Cable One Goes to the Source

For some cable operators, video-on-demand is the year's key deployment. At Cable One Inc., VOD might one day be a platform worth rolling out to its more than 720,000 customers. But for now, digital video recorders — or at least some of the functionality associated with the equipment — are more in demand.

When Cable One makes a decision on what new services to deploy and when — even if it flies against the grain of what its fellow MSOs are doing — executives from The Washington Post Co.'s multichannel unit believe they have consumer sensibilities on their side.

1,000 a month

That mindset comes from a long-running relationship with market research company Significance Inc., which doesn't let a month go by without surveying about 1,000 people in the areas Cable One serve.

A major VOD survey last fall indicated that the concept wouldn't take off in Cable One areas. Pause, playback and fast-forward features generated strong interest, though.

"That you can do with the PVR," Significance president Nicholas Androulidakis said, referring to "personal" video recording. "Now we're exploring what kind of PVR technology Cable One should offer."

That research project will be wrapped up next month, after which several directions will be considered.

Since 1996, Significance Inc. has provided ongoing market, or strategic, research for Cable One, on topics ranging from digital services to service-call quality.

Jerry McKenna, Cable One's vice president of strategic marketing, credited Significance for unearthing valuable marketplace insights that led to numerous successful campaigns.

"Over the long term, it's helped us very much," he said. "Understanding your customers' needs makes you better able to meet their needs and get higher revenue per customer. The benefit of this approach, having them as an ongoing monitor, is you get constant customer and non-customer information."
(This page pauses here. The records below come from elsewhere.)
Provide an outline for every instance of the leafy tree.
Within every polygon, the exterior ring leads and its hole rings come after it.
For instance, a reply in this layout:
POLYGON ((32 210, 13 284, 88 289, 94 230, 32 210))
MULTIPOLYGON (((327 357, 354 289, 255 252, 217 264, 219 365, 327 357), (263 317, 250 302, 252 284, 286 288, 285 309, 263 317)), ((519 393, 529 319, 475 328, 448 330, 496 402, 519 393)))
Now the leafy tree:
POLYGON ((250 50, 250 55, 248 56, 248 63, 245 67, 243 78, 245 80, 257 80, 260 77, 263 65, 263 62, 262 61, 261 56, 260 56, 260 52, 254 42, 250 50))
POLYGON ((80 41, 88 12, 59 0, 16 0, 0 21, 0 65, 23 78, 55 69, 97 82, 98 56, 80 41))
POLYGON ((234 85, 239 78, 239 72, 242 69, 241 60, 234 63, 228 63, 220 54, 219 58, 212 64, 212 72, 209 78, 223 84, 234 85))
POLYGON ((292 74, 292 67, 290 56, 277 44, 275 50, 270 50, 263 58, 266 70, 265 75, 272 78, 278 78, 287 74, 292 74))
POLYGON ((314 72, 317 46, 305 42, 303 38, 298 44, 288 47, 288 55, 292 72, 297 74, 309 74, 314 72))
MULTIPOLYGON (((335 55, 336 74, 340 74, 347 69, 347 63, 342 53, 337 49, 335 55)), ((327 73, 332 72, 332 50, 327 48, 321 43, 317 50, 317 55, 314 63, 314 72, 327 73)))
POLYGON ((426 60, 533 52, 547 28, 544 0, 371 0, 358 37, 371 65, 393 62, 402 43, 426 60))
Androulidakis, whose Upper Saddle River, N.J.-based company counts General Foods, Nikon, AT&T Corp., IBM, Citibank and Club Med as clients, loves Cable One.

"They respond quickly to what you provide. You have a flat management structure there, where everyone important comes to your presentation. You're not going through 12 levels to reach the CEO," Androulidakis said.

Cable One spends about $1 per subscriber a year on its work with Significance. Cost is one reason why more cable operators don't establish market-research relationships, McKenna and Androulidakis acknowledged. Perception is another, as the cable company knows better how to operate than an outside institution.

What firms like Significance offer, though, is a greater depth of knowledge about not only what people think about a particular service, but also who's delivering the service, McKenna added. "I can get that kind of information MSO-wide, by division and by individual systems, so we can measure performance in a more comprehensive way."

"If I can portray what subscribers and non-subscribers think and feel about their cable system, these owners can come up with the best ways to deal with those thoughts," noted Androulidakis. "This is not about taking the water temperature once a year or every three months. This is talking to cable customers, [satellite] customers, broadcast-TV consumers all the time."

In one early study, Significance found that outages topped the list of situations that shaped customer-service attitudes. Cable One management developed a number of practices to deal with outages and outage prevention. Since then, the number of outage instances per year has been reduced by 40%.

When Cable One introduced digital service for free at the end of 2000, Significance surveyed customers on various price points, which new digital-basic channels from a list of 60 subscribers wanted and how loyal customers would be once a charge was introduced.

Digital influence

The data influenced Cable One to offer its digital combination of multiplexed premium channels, pay-per-view, DMX Music and TV Guide Interactive for $8.95 per month in early 2002. Cable One entered 2003 with a 32% rate of digital penetration.

Twenty-three channels have been added since, including The Outdoor Channel and Outdoor Life Network. "The research showed that our most glaring programming need was for outdoor lifestyle content," McKenna said.

Among the future subjects Significance will tackle: voice-over-Internet protocol telephony, high-speed Web music services and high-definition TV.